Hi,
I tried this method to linear attention
http://proceedings.mlr.press/v119/katharopoulos20a/katharopoulos20a.pdf
as following code:
#PermuterFormer - P
q = q.gather(-1, self.permutation[:, :, :q.shape[2]].expand_as(q))
k = k.gather(-1, self.permutation[:, :, :k.shape[2]].expand_as(k))
# Apply the feature map to the queries and keys
Q = torch.nn.functional.elu(q) + 1
K = torch.nn.functional.elu(k) + 1
#PermuterFormer - r
Q *= (self.ratio.unsqueeze(-1) ** torch.arange(Q.shape[2], device=Q.device).unsqueeze(0)).unsqueeze(-1)

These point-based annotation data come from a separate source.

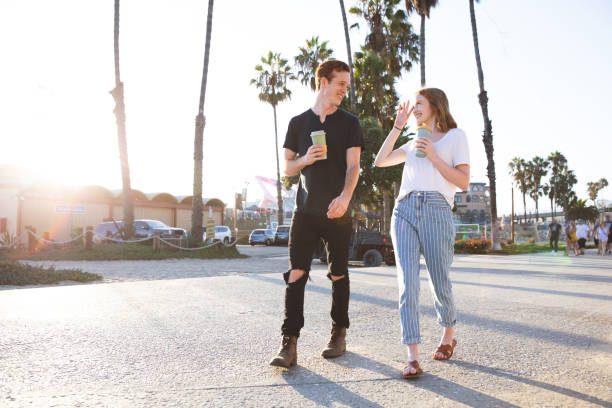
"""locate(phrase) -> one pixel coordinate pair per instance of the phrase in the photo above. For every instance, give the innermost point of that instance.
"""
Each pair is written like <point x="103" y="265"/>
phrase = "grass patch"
<point x="114" y="252"/>
<point x="513" y="249"/>
<point x="16" y="274"/>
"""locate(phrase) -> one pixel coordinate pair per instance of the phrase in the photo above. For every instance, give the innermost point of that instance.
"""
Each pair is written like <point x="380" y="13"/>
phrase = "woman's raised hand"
<point x="403" y="113"/>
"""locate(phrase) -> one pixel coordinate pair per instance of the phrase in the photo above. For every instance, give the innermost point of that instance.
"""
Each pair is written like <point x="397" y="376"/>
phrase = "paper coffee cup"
<point x="318" y="137"/>
<point x="423" y="131"/>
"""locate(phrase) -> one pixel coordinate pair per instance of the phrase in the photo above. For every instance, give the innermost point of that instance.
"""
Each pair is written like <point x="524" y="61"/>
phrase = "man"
<point x="325" y="189"/>
<point x="554" y="230"/>
<point x="582" y="233"/>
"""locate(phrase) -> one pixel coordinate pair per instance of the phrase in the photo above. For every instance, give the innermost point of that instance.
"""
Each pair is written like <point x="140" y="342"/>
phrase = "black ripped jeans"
<point x="306" y="231"/>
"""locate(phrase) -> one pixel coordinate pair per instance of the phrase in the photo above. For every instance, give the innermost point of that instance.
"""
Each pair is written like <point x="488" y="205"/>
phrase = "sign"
<point x="67" y="209"/>
<point x="210" y="229"/>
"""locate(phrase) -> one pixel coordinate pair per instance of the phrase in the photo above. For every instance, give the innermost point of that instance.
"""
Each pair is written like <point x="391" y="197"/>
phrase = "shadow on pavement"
<point x="526" y="330"/>
<point x="337" y="394"/>
<point x="534" y="383"/>
<point x="524" y="272"/>
<point x="525" y="289"/>
<point x="427" y="381"/>
<point x="489" y="285"/>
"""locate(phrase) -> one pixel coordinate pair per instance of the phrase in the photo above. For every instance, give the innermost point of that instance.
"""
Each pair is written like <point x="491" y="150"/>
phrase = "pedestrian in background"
<point x="583" y="233"/>
<point x="596" y="235"/>
<point x="570" y="236"/>
<point x="602" y="234"/>
<point x="554" y="231"/>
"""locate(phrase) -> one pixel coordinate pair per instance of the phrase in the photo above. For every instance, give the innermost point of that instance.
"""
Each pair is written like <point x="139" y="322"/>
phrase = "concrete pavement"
<point x="533" y="330"/>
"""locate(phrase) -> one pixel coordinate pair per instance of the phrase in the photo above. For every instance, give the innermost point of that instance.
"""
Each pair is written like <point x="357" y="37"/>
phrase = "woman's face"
<point x="422" y="110"/>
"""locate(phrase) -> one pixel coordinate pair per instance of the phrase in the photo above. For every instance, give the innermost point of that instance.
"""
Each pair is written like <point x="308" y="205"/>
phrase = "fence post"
<point x="156" y="242"/>
<point x="88" y="238"/>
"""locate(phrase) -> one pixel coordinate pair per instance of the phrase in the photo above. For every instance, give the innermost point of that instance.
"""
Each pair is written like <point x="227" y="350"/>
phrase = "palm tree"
<point x="391" y="34"/>
<point x="519" y="174"/>
<point x="549" y="191"/>
<point x="536" y="169"/>
<point x="198" y="145"/>
<point x="487" y="137"/>
<point x="309" y="59"/>
<point x="117" y="93"/>
<point x="422" y="7"/>
<point x="594" y="187"/>
<point x="352" y="97"/>
<point x="557" y="162"/>
<point x="565" y="196"/>
<point x="273" y="75"/>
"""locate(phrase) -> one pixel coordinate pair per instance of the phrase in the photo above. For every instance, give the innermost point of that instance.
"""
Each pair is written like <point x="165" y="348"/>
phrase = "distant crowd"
<point x="578" y="233"/>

K *= ((1 / self.ratio).unsqueeze(-1) ** torch.arange(K.shape[2], device=K.device).unsqueeze(0)).unsqueeze(-1)
if mask is not None:
K.masked_fill_(mask.unsqueeze(1).unsqueeze(-1), 0.0)
# Compute the KV matrix
KV = torch.einsum("nhsd,nhsm->nhmd", K, v)
# Compute the normalizer
Z = 1/(torch.einsum("nhld,nhd->nlh", Q, K.sum(dim=2))+self.eps)
# Finally compute and return the new values
V = torch.einsum("nhld,nhmd,nlh->nlhm", Q, KV, Z)
But always got "nan" issue after 1~5 steps.
From my perspective, this may caused by this step:
Q *= (self.ratio.unsqueeze(-1) ** torch.arange(Q.shape[2], device=Q.device).unsqueeze(0)).unsqueeze(-1)
K *= ((1 / self.ratio).unsqueeze(-1) ** torch.arange(K.shape[2], device=K.device).unsqueeze(0)).unsqueeze(-1)
which multiply a very small number to Q and a very big number to K when the index is large.
Do I use the correct integration way? Or any suggestion for this?
Thanks.